What do you draw your energy from?

‘If the atmosphere is good and we’ve worked together well, then I feel satisfied. If the atmosphere is a bit of a downer, I do my best to change it. It’s not a challenge really, I quite enjoy doing it! I also draw energy from passing on knowledge and expertise to colleagues who want to know more about the work I’m doing or the system that I’m working on at the moment.’

What makes you proud?

‘That I have full-time employment and that I’m following a higher vocational study. Being able to combine the two is something that I’m proud of.’

What future challenges and developments do your predict in your field?

‘Lots! In the high-voltage station that I’m working on at the moment, for example, we’re dealing with just a small part of the installation. We may receive an order to work on another part at some point, but I think this sort of approach will change in the near future. I think they will probably look to start replacing a complete field or entire station, rather than just one small part at a time.’

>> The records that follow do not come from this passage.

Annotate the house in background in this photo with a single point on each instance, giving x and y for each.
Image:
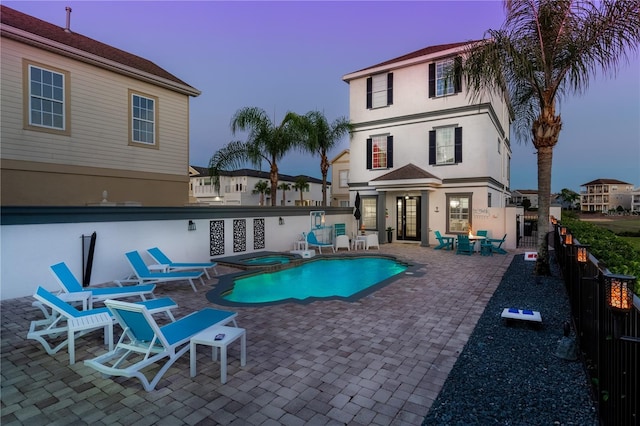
(236, 189)
(423, 156)
(603, 195)
(80, 117)
(340, 174)
(519, 195)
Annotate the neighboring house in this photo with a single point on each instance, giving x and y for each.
(635, 201)
(236, 188)
(423, 156)
(340, 174)
(80, 117)
(519, 195)
(603, 195)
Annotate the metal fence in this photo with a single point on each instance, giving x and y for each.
(607, 332)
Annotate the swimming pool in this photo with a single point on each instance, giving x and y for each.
(347, 278)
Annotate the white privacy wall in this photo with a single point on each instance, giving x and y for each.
(27, 251)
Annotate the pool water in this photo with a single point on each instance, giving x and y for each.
(322, 278)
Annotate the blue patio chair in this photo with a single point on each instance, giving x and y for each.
(444, 242)
(144, 342)
(67, 319)
(312, 241)
(465, 246)
(496, 245)
(143, 275)
(159, 256)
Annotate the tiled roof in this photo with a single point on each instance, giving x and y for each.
(410, 171)
(38, 27)
(605, 182)
(418, 53)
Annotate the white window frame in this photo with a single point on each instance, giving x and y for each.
(379, 91)
(143, 120)
(379, 158)
(47, 106)
(445, 78)
(445, 145)
(344, 178)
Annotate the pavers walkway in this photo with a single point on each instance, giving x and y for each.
(379, 361)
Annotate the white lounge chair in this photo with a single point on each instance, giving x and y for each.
(70, 284)
(162, 259)
(66, 319)
(144, 343)
(142, 274)
(372, 241)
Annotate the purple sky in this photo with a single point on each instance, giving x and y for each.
(291, 56)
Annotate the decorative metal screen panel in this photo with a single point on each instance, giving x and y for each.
(216, 237)
(258, 234)
(239, 235)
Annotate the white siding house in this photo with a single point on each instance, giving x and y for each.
(80, 117)
(423, 156)
(236, 189)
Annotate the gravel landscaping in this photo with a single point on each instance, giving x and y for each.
(509, 373)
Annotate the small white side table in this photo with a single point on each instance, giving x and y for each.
(206, 337)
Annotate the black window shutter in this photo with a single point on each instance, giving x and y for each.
(432, 80)
(457, 74)
(458, 145)
(432, 147)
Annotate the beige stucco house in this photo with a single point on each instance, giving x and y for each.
(80, 117)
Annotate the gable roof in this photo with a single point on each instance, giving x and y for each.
(605, 182)
(36, 32)
(204, 171)
(427, 53)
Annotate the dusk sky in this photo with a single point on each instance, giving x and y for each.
(291, 56)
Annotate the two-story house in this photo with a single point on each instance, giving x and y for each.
(423, 155)
(603, 195)
(237, 188)
(80, 117)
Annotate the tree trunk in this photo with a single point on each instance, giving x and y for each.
(546, 130)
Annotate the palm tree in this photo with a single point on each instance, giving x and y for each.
(301, 185)
(266, 142)
(547, 50)
(284, 187)
(321, 137)
(261, 187)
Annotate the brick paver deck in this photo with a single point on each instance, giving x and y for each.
(379, 361)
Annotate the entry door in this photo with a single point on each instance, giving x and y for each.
(408, 214)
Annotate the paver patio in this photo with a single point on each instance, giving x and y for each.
(381, 360)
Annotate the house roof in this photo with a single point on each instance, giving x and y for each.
(36, 32)
(204, 171)
(422, 53)
(605, 182)
(410, 171)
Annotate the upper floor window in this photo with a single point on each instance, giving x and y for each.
(379, 90)
(47, 103)
(445, 77)
(380, 152)
(445, 145)
(143, 119)
(344, 178)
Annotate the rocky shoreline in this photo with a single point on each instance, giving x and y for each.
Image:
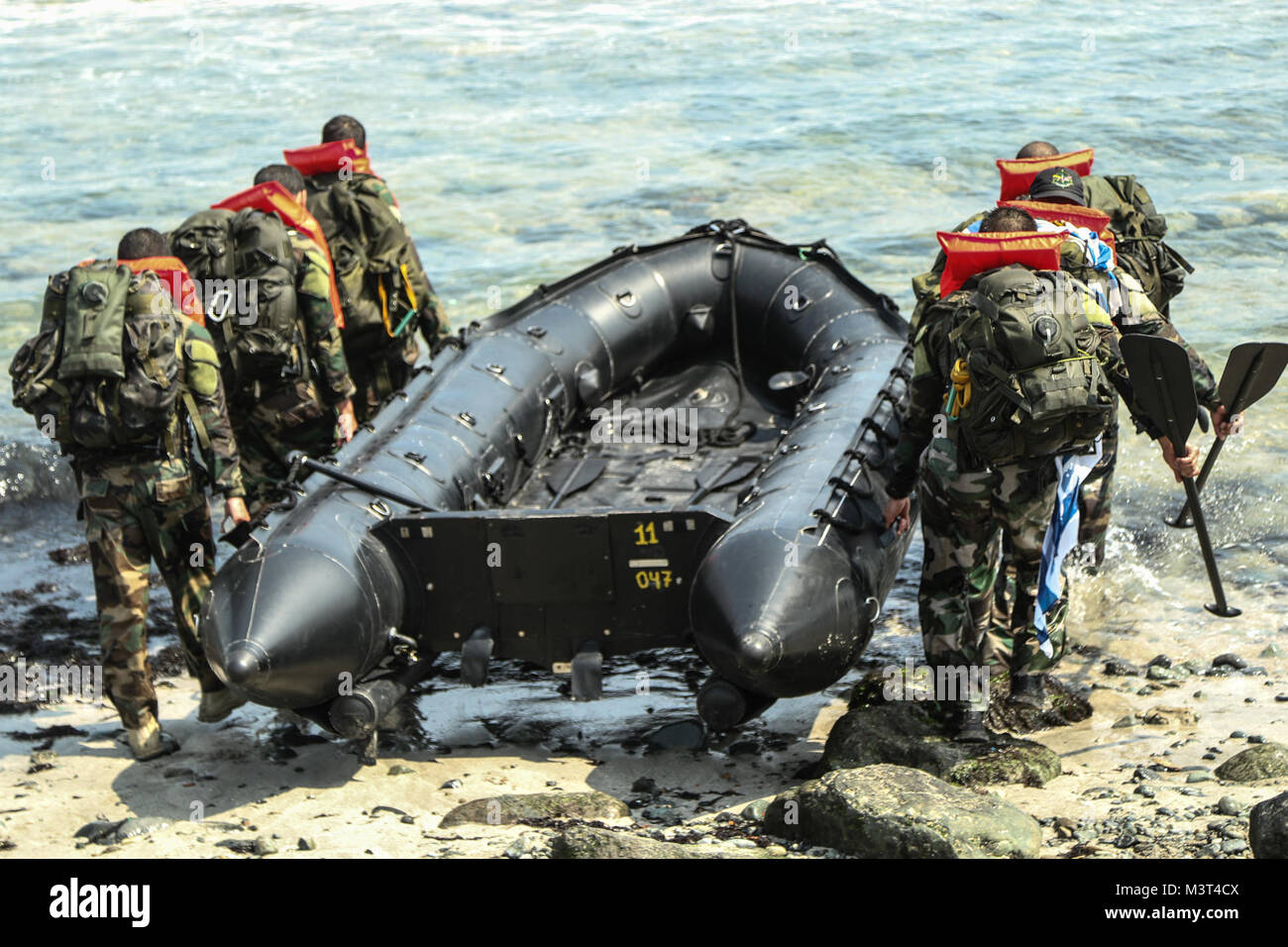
(1137, 755)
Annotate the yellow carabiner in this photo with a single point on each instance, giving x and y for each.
(960, 394)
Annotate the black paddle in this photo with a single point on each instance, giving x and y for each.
(1252, 371)
(738, 470)
(570, 475)
(1160, 377)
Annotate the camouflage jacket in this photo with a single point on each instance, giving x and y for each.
(1129, 308)
(317, 320)
(202, 406)
(429, 309)
(1133, 312)
(930, 380)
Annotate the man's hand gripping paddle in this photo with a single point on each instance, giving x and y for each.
(1160, 376)
(1252, 369)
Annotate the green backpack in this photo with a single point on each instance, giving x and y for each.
(1035, 388)
(245, 266)
(375, 261)
(103, 371)
(1138, 231)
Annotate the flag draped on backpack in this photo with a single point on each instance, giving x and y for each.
(1061, 536)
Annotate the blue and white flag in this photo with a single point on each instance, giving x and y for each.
(1061, 536)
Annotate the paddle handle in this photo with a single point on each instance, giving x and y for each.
(1220, 605)
(1183, 518)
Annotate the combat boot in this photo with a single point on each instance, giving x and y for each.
(149, 741)
(1028, 689)
(215, 705)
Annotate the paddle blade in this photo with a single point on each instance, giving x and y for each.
(570, 475)
(1250, 372)
(1159, 373)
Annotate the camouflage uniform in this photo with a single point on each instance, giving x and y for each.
(1132, 312)
(966, 509)
(381, 372)
(149, 504)
(297, 415)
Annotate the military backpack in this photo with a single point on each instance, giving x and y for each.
(375, 261)
(1025, 379)
(245, 266)
(103, 372)
(1138, 231)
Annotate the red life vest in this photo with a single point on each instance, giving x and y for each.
(176, 282)
(1089, 218)
(327, 158)
(978, 253)
(273, 197)
(1018, 174)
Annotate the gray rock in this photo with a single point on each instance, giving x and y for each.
(1263, 762)
(896, 812)
(756, 809)
(528, 845)
(588, 841)
(511, 808)
(1117, 668)
(136, 827)
(1267, 827)
(265, 847)
(1229, 805)
(662, 810)
(905, 735)
(99, 830)
(645, 784)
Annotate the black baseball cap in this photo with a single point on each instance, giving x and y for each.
(1057, 183)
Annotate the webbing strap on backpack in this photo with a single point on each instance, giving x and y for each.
(194, 416)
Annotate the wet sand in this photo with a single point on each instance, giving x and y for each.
(267, 776)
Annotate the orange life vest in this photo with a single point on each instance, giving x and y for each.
(1089, 218)
(978, 253)
(175, 281)
(327, 158)
(271, 197)
(1018, 174)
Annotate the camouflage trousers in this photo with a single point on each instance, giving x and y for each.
(137, 514)
(290, 419)
(377, 375)
(964, 518)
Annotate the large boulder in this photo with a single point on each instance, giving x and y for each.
(1267, 827)
(1261, 762)
(907, 735)
(502, 810)
(588, 841)
(896, 812)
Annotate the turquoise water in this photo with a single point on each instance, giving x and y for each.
(528, 140)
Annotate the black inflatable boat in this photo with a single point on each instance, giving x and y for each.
(686, 442)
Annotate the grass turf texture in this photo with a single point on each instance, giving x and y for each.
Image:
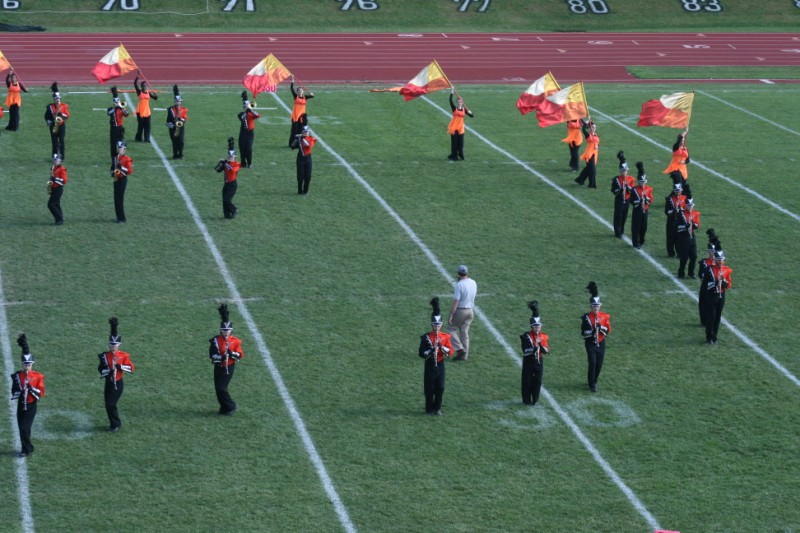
(339, 293)
(400, 15)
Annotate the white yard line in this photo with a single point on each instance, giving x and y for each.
(21, 466)
(291, 407)
(562, 413)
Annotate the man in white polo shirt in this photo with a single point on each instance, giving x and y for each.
(461, 313)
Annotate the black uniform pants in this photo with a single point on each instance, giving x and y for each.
(433, 383)
(574, 156)
(686, 246)
(57, 141)
(25, 418)
(54, 204)
(112, 393)
(142, 128)
(532, 371)
(115, 134)
(303, 172)
(119, 198)
(456, 146)
(176, 135)
(246, 138)
(620, 214)
(595, 353)
(713, 314)
(222, 378)
(589, 172)
(638, 227)
(228, 192)
(13, 118)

And the next step for you?

‘In the future, I think I’d be interested in involving myself in our training institute, so that I can pass on what I know to others – show them what I do and what the possibilities are. I see myself as a sort of mentor to new colleagues who are eager to learn our field. But first I need to complete my own studies. Alongside my full-time work I’m studying a higher vocational course in electronics in the evenings. I’m now in the third year. When I’ve completed that, I’d like to do a few more years ‘playing outside’ as we like to call it, because I really enjoy the work. Becoming a project manager is also something I’d be interested in. But first, I need to get my studies out of the way!’